Sometimes you may want to split out the functionality of your code into multiple threads. Threads are independent tasks that run concurrently in a process. A process is what runs your code in the first place.
For example, you may want to write a super fast multi-threaded server. Each connection between a client and your server would live on a separate thread, while your server runs on a single process. If threads didn't exist in this example, the connections would occur sequentially, which would impact performance.

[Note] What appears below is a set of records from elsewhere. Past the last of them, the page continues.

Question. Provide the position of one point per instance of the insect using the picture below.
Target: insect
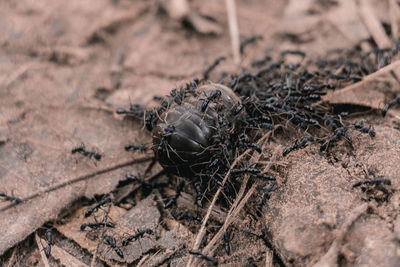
(81, 149)
(141, 148)
(227, 239)
(96, 225)
(136, 236)
(186, 215)
(111, 242)
(184, 146)
(215, 95)
(207, 258)
(363, 129)
(389, 105)
(97, 206)
(49, 236)
(177, 194)
(207, 72)
(10, 198)
(299, 145)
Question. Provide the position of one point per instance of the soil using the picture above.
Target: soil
(65, 68)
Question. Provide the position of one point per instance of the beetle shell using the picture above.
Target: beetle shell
(184, 136)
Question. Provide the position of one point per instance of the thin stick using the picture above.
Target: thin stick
(81, 178)
(233, 29)
(11, 260)
(393, 66)
(202, 230)
(41, 251)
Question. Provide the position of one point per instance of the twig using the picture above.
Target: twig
(373, 25)
(41, 251)
(371, 77)
(201, 232)
(233, 29)
(11, 260)
(81, 178)
(394, 14)
(330, 258)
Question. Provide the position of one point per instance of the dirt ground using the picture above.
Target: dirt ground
(67, 66)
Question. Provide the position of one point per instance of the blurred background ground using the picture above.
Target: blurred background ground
(66, 66)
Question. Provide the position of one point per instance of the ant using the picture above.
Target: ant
(376, 181)
(363, 129)
(237, 109)
(299, 145)
(212, 67)
(207, 258)
(81, 149)
(251, 262)
(97, 206)
(188, 216)
(390, 105)
(254, 146)
(216, 94)
(136, 236)
(10, 198)
(267, 177)
(177, 194)
(111, 242)
(96, 225)
(141, 148)
(227, 239)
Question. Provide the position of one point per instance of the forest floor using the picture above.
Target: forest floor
(67, 66)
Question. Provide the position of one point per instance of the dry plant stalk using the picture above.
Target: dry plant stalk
(233, 29)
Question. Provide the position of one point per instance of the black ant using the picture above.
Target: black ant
(363, 129)
(267, 177)
(97, 206)
(254, 146)
(186, 215)
(227, 239)
(236, 110)
(212, 67)
(207, 258)
(96, 225)
(216, 94)
(10, 198)
(251, 262)
(248, 41)
(136, 236)
(111, 242)
(81, 149)
(376, 181)
(177, 194)
(49, 236)
(299, 145)
(141, 148)
(390, 105)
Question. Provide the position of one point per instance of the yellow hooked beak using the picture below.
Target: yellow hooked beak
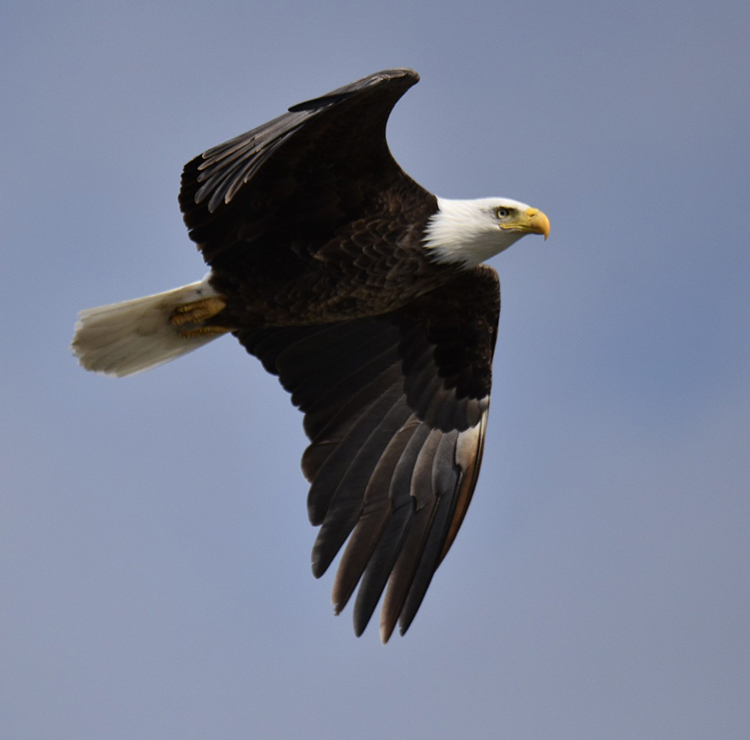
(531, 221)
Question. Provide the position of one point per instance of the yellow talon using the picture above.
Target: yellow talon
(204, 331)
(197, 311)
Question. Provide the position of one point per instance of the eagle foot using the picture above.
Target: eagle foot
(197, 311)
(204, 331)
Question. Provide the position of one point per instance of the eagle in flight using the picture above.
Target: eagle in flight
(366, 295)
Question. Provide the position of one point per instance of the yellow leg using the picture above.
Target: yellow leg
(198, 311)
(204, 331)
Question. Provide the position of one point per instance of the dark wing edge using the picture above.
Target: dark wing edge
(243, 178)
(396, 410)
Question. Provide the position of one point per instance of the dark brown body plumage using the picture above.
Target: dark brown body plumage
(314, 237)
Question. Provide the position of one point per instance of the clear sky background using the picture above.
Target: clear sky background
(154, 544)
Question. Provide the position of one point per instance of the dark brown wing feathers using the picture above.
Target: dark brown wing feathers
(395, 409)
(305, 173)
(313, 234)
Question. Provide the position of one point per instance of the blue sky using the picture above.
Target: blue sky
(154, 545)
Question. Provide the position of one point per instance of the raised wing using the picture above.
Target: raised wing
(300, 176)
(396, 409)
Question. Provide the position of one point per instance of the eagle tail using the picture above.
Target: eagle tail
(126, 338)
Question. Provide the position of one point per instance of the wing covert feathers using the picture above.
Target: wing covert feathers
(300, 175)
(396, 410)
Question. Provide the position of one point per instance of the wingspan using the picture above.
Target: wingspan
(300, 175)
(396, 410)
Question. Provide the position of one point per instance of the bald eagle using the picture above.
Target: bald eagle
(365, 294)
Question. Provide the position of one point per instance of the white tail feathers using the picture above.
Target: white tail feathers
(130, 337)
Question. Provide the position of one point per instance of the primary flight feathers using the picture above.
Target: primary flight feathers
(365, 295)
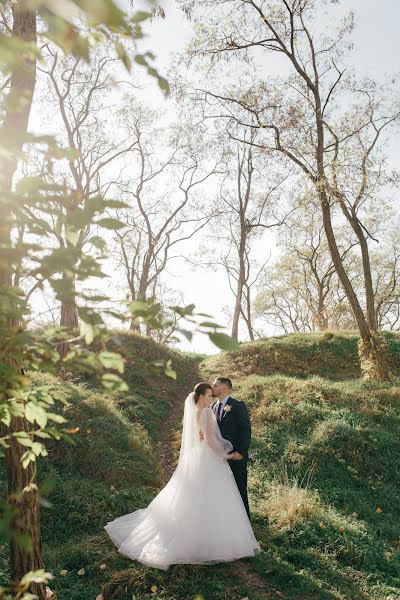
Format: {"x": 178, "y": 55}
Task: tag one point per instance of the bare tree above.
{"x": 22, "y": 489}
{"x": 78, "y": 95}
{"x": 328, "y": 125}
{"x": 165, "y": 193}
{"x": 302, "y": 291}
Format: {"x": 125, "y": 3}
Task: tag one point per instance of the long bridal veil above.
{"x": 191, "y": 443}
{"x": 199, "y": 516}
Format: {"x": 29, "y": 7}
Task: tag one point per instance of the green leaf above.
{"x": 33, "y": 413}
{"x": 56, "y": 418}
{"x": 112, "y": 360}
{"x": 6, "y": 416}
{"x": 223, "y": 341}
{"x": 170, "y": 373}
{"x": 39, "y": 449}
{"x": 23, "y": 438}
{"x": 114, "y": 382}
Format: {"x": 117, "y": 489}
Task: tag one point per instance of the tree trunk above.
{"x": 69, "y": 318}
{"x": 373, "y": 351}
{"x": 237, "y": 310}
{"x": 18, "y": 107}
{"x": 375, "y": 358}
{"x": 23, "y": 559}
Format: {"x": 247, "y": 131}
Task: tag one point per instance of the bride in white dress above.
{"x": 199, "y": 516}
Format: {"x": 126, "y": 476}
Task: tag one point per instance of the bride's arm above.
{"x": 208, "y": 427}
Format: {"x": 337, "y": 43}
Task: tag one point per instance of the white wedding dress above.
{"x": 199, "y": 516}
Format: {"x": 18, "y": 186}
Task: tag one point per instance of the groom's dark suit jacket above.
{"x": 235, "y": 426}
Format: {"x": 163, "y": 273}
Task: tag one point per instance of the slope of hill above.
{"x": 324, "y": 475}
{"x": 331, "y": 355}
{"x": 325, "y": 469}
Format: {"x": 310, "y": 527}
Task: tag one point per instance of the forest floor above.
{"x": 324, "y": 475}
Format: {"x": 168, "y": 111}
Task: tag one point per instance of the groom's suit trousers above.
{"x": 239, "y": 470}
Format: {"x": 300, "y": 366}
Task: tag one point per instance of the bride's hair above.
{"x": 200, "y": 388}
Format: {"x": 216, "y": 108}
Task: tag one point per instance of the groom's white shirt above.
{"x": 223, "y": 402}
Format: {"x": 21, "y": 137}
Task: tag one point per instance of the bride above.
{"x": 199, "y": 516}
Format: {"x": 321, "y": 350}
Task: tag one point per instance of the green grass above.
{"x": 325, "y": 456}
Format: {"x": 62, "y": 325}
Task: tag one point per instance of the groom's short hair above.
{"x": 226, "y": 381}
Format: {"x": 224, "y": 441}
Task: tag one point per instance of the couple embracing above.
{"x": 202, "y": 515}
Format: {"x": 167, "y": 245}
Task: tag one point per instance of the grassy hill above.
{"x": 325, "y": 469}
{"x": 324, "y": 476}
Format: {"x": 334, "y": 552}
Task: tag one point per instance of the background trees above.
{"x": 318, "y": 116}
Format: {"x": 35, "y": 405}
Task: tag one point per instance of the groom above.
{"x": 234, "y": 423}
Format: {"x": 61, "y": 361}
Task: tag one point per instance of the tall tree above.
{"x": 20, "y": 408}
{"x": 163, "y": 183}
{"x": 326, "y": 123}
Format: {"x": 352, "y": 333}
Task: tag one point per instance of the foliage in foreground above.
{"x": 324, "y": 486}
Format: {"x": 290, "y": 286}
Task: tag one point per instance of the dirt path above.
{"x": 164, "y": 443}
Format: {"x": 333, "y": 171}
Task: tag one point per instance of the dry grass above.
{"x": 287, "y": 504}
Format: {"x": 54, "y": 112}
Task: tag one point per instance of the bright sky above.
{"x": 375, "y": 54}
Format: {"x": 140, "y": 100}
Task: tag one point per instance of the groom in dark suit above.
{"x": 234, "y": 423}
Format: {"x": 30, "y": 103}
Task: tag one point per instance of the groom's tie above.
{"x": 219, "y": 410}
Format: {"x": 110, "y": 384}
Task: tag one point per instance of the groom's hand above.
{"x": 236, "y": 456}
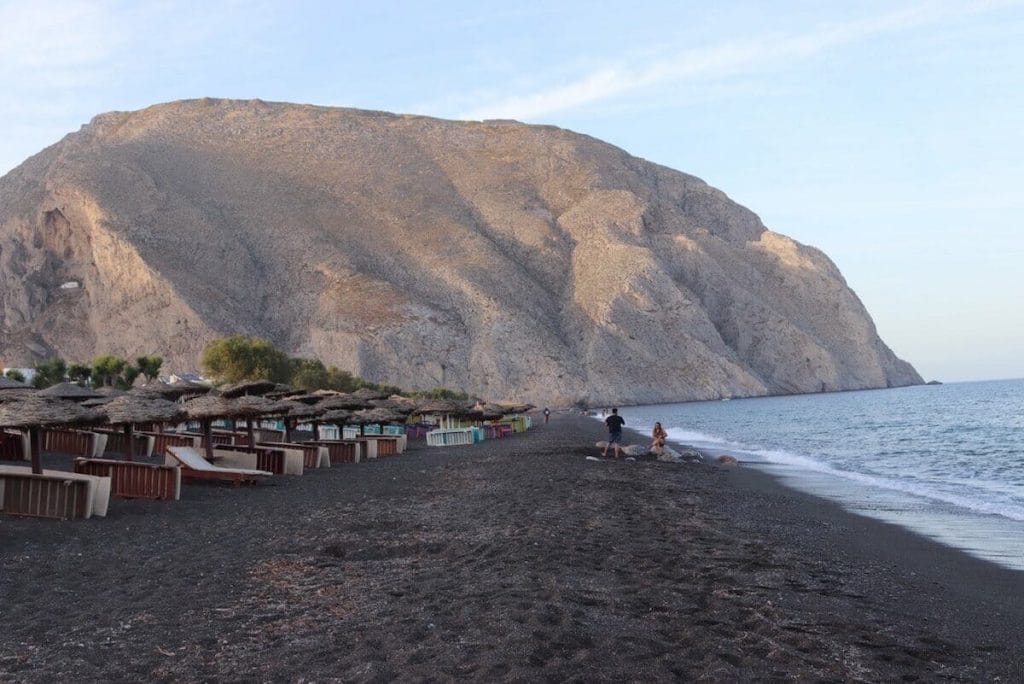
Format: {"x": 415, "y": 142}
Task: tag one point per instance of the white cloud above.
{"x": 623, "y": 78}
{"x": 57, "y": 43}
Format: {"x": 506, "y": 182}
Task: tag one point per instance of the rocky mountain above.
{"x": 510, "y": 260}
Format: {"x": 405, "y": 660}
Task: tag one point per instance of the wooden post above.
{"x": 35, "y": 437}
{"x": 130, "y": 436}
{"x": 208, "y": 437}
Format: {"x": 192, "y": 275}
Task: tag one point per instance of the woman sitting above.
{"x": 657, "y": 437}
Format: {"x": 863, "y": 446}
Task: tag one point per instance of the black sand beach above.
{"x": 515, "y": 559}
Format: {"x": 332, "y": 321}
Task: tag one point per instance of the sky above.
{"x": 888, "y": 134}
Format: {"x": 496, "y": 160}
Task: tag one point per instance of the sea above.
{"x": 944, "y": 461}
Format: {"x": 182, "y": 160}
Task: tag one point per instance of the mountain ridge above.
{"x": 507, "y": 259}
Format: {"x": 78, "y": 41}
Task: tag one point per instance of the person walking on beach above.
{"x": 657, "y": 437}
{"x": 614, "y": 423}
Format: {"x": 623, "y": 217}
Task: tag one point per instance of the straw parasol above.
{"x": 250, "y": 407}
{"x": 442, "y": 407}
{"x": 10, "y": 383}
{"x": 247, "y": 387}
{"x": 17, "y": 394}
{"x": 129, "y": 409}
{"x": 178, "y": 389}
{"x": 487, "y": 412}
{"x": 38, "y": 411}
{"x": 367, "y": 393}
{"x": 105, "y": 394}
{"x": 369, "y": 416}
{"x": 292, "y": 412}
{"x": 69, "y": 390}
{"x": 341, "y": 400}
{"x": 206, "y": 409}
{"x": 399, "y": 404}
{"x": 513, "y": 408}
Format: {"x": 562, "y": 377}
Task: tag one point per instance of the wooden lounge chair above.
{"x": 194, "y": 466}
{"x": 135, "y": 480}
{"x": 53, "y": 494}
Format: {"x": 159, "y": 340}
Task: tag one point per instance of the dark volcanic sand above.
{"x": 514, "y": 559}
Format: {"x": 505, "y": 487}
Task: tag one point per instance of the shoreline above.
{"x": 510, "y": 559}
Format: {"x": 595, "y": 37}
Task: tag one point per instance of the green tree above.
{"x": 342, "y": 381}
{"x": 80, "y": 373}
{"x": 240, "y": 357}
{"x": 441, "y": 393}
{"x": 127, "y": 377}
{"x": 148, "y": 367}
{"x": 49, "y": 372}
{"x": 308, "y": 374}
{"x": 107, "y": 369}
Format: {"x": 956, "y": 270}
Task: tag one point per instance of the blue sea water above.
{"x": 946, "y": 461}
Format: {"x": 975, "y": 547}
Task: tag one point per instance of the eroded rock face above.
{"x": 511, "y": 260}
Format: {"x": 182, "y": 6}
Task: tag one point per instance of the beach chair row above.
{"x": 86, "y": 490}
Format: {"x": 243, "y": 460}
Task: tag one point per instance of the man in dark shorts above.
{"x": 614, "y": 423}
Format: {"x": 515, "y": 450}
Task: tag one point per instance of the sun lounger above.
{"x": 312, "y": 456}
{"x": 194, "y": 466}
{"x": 340, "y": 452}
{"x": 54, "y": 494}
{"x": 13, "y": 445}
{"x": 135, "y": 480}
{"x": 274, "y": 458}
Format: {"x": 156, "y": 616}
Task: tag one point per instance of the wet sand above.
{"x": 515, "y": 559}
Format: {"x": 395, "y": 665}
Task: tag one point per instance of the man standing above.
{"x": 614, "y": 423}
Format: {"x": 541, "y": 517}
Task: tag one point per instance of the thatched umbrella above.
{"x": 206, "y": 409}
{"x": 10, "y": 383}
{"x": 337, "y": 417}
{"x": 176, "y": 390}
{"x": 399, "y": 404}
{"x": 487, "y": 412}
{"x": 513, "y": 408}
{"x": 341, "y": 400}
{"x": 17, "y": 394}
{"x": 39, "y": 411}
{"x": 251, "y": 407}
{"x": 105, "y": 394}
{"x": 372, "y": 416}
{"x": 129, "y": 409}
{"x": 292, "y": 412}
{"x": 244, "y": 387}
{"x": 282, "y": 391}
{"x": 367, "y": 393}
{"x": 69, "y": 390}
{"x": 444, "y": 408}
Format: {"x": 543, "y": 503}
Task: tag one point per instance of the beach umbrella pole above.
{"x": 208, "y": 438}
{"x": 35, "y": 437}
{"x": 130, "y": 437}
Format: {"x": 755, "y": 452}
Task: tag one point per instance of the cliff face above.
{"x": 511, "y": 260}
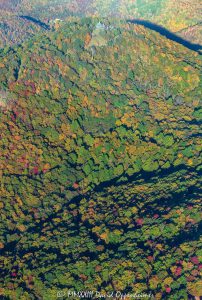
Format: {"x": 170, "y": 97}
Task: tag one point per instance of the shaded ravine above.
{"x": 168, "y": 34}
{"x": 38, "y": 22}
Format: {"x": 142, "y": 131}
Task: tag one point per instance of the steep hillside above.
{"x": 100, "y": 163}
{"x": 182, "y": 16}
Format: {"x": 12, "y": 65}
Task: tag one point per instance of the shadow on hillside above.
{"x": 38, "y": 22}
{"x": 168, "y": 34}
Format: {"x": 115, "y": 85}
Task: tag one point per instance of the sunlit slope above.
{"x": 100, "y": 163}
{"x": 182, "y": 17}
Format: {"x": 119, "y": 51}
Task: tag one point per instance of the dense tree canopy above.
{"x": 100, "y": 163}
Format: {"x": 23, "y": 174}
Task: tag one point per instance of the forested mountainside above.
{"x": 100, "y": 163}
{"x": 181, "y": 17}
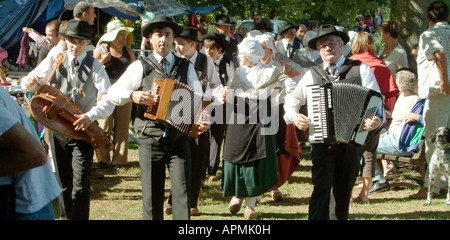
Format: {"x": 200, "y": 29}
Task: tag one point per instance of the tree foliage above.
{"x": 339, "y": 12}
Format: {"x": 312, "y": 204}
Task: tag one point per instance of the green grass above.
{"x": 118, "y": 197}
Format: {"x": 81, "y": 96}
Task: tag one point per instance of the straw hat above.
{"x": 78, "y": 29}
{"x": 113, "y": 28}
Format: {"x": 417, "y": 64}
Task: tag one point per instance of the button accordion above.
{"x": 337, "y": 112}
{"x": 176, "y": 104}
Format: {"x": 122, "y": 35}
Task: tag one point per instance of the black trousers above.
{"x": 73, "y": 160}
{"x": 217, "y": 135}
{"x": 154, "y": 156}
{"x": 335, "y": 167}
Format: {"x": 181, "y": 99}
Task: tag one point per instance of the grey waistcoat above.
{"x": 83, "y": 81}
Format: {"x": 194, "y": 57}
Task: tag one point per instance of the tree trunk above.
{"x": 412, "y": 17}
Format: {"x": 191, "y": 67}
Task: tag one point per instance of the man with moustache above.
{"x": 335, "y": 166}
{"x": 160, "y": 145}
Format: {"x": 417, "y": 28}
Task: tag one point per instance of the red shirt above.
{"x": 384, "y": 76}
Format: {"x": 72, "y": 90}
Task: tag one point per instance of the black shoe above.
{"x": 380, "y": 186}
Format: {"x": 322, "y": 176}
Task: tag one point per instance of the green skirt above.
{"x": 254, "y": 178}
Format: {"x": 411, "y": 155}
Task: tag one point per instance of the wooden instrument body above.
{"x": 56, "y": 111}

Rust gives you tools to write multi-threaded code and attempts to steer you away from common pitfalls in multi-threaded programming, including:
- Race conditions, where threads are accessing data or resources in an inconsistent order
- Deadlocks, where two threads are waiting for each other to finish using a resource the other thread has, preventing both threads from continuing
- Bugs that happen only in certain situations and are hard to reproduce and fix reliably
Source: the Rust book
The compiler's Ownership and Borrowing rules are also applied in your multi-threaded code and they prevent you from using variables that one thread has ownership of and the others do not.
Why Rust?
There were two reasons why I was drawn to Rust: (1) it's compilable to WebAssembly and (2) it's the new hotness. (I'm not ashamed to admit #2). I've wanted to mess around with WASM for a while so I've started a very small project called Synesthete.
Like the name suggests it's about synesthesia, particularly seeing colors when visualizing numbers. Still need to design it, but the general idea is you'd map all digits (0-9) to a color, type out a bunch of random numbers, and see what it looks like with the palette you chose.
This is probably not the use case for WASM but no one can stop me.